Shouldn’t the ensembl_gene, ensembl_transcript, and ensembl_translation tables also have a chromosome column? I see that each of them have a seq_region_start and seq_region_end column but not a chromosome column. I suspect some people may need it for various applications or simple just plotting.
Thank you the putting this point into discussion. Actually, we have already included the common metadata into metadata tables (Gene, Transcript and Protein). The current database contains ensembl_gene, ensembl_transcript, and ensembl_translation tables which are due to upgrade into gene, transcript, and protein tables, respectively.

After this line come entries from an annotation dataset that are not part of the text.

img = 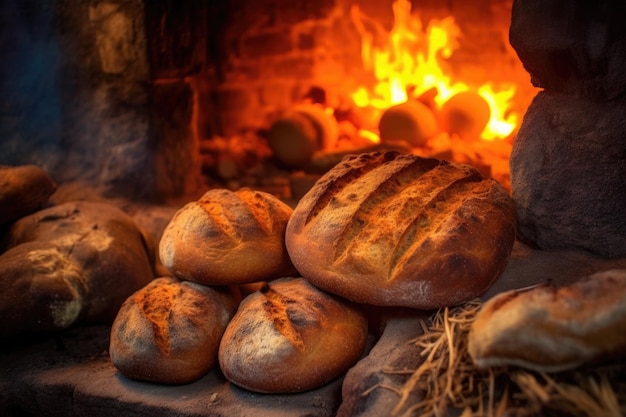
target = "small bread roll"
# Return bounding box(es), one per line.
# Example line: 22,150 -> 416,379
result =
159,188 -> 295,285
468,269 -> 626,372
109,277 -> 236,384
285,152 -> 516,309
219,278 -> 367,393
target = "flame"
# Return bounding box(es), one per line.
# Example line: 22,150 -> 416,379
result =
351,0 -> 518,140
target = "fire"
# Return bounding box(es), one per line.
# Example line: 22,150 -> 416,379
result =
351,0 -> 519,140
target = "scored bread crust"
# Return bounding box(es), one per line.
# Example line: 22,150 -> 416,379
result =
286,152 -> 516,309
468,269 -> 626,372
159,188 -> 295,285
109,277 -> 236,384
219,278 -> 368,393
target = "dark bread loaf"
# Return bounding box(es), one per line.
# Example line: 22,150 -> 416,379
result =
109,277 -> 236,384
286,152 -> 516,309
0,165 -> 57,225
468,269 -> 626,372
219,278 -> 367,393
0,201 -> 154,338
159,188 -> 295,285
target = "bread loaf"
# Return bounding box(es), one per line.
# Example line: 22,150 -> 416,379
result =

On a semi-related question, if I check the chr, start and end information between the gene table and the Ensembl website I find slightly different values. Ensembl is using GRCh38 but I’m not sure what reference we are using. Here is an example:
Thanks Pramod, I think this would be really important to document since some people would want to Google/lookup these ID’s and they would also find these discrepancies. I can definitely move forward with the tasks but I just wanted to point this out.
Thanks @joreyna for raising this point. We re-discussed about preferring GRCh38 over GRCh37. As you also pointed out GRCh38 would be the obvious choice since GRCh38 is default option at Ensembl.
We will be using GRCh38 from now and tables (gene, transcript and protein) would be available for access very soon. I will keep it posted here.